About Oakdale Pottery
Wetland ecosystems are, for many people, among the least desirable landscapes. Still, they are critical to processing natural and man-made waste. Apart from their role as habitat for countless migratory birds and other biodiversity, wetlands mitigate flooding, filter water, and recharge aquifers. My work focuses on wetlands because of the important ecosystem services they provide, and endeavors to bring attention to their beauty and critical role in our environment.
Each piece of Oakdale Pottery is hand-crafted, meticulously painted with oxide washes, and then glazed. I then load them all into the kiln and the rest of the process is largely out of my hands. The clay shrinks and moves as it transforms from clay to ceramic, and the glazes run just a little bit as they melt. The finished work feels completely new when I unload the kiln. In my pottery, I try to find a balance between a careful structure and fluid surface. I like to make cleanly crafted, neat work, but I also love the movement and personality of pinched pottery.
About Jess Murphy
I am the potter, educator, and mother behind Oakdale Pottery.

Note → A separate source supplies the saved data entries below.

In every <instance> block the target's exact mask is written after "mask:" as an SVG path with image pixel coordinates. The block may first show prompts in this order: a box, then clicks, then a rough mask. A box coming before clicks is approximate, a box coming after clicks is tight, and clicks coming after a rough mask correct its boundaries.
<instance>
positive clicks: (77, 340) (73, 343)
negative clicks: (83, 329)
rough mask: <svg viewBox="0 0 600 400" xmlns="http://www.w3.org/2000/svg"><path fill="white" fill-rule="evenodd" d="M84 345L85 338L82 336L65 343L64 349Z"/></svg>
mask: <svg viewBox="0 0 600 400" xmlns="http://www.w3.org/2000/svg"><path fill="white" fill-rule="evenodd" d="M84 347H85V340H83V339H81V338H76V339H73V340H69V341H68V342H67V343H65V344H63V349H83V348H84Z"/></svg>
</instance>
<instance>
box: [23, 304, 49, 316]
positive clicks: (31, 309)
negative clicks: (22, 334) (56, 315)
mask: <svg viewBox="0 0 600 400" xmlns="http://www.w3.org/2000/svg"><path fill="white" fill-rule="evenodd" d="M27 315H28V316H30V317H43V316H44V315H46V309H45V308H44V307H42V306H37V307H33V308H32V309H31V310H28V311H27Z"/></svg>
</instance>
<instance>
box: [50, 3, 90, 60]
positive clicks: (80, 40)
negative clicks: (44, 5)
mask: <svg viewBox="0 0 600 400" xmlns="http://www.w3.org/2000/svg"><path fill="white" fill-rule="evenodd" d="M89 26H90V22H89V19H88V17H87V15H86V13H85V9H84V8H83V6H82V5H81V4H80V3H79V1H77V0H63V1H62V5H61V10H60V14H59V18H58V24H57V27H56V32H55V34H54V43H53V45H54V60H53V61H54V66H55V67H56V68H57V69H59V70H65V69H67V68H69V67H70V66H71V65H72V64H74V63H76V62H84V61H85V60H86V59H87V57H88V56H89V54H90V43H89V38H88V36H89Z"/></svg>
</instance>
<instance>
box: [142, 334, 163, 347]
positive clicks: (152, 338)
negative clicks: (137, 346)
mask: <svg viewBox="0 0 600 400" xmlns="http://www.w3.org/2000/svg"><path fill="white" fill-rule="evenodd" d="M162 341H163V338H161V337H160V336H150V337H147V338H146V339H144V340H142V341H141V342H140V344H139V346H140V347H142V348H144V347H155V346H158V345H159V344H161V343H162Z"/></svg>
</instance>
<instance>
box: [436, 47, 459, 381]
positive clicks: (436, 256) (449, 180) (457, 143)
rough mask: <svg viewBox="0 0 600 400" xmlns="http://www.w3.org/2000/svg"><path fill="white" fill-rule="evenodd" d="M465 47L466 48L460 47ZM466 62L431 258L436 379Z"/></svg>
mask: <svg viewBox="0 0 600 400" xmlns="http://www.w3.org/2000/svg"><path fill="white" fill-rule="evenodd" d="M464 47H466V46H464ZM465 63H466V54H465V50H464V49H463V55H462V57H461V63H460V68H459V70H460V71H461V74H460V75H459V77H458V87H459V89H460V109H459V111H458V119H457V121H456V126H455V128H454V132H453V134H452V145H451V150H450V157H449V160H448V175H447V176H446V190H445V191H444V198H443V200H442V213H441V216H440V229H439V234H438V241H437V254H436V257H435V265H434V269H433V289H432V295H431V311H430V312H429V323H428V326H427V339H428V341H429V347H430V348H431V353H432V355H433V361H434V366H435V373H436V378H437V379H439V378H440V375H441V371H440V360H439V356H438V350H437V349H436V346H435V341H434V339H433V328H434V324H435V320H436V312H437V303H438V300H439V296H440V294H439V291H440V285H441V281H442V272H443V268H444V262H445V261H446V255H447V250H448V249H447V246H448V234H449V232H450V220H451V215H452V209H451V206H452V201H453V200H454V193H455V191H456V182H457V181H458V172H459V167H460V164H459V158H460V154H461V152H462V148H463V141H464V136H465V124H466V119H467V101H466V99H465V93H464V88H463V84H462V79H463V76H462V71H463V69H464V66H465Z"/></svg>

I work with both porcelain and stoneware clays, through a combination of wheel-throwing and hand-pinching techniques. My most recent body of work uses cobalt oxide to interpret wetland imagery on porcelain pots, in a style inspired by traditional delftware pottery.
I landed in Poughkeepsie in 2014 while finishing my MFA at SUNY New Paltz. Since then, my husband and I purchased our first home here on Oakdale Avenue, and were joined by our son Jeremy. I have an MFA in Ceramics from SUNY New Paltz, and a BS in Environmental Science from Allegheny College. I have previously taught ceramics at Women's Studio Workshop, SUNY New Paltz, and Kingston Ceramic Studio.
I currently teach at Dutchess Community College and Fall Kill Creative Works.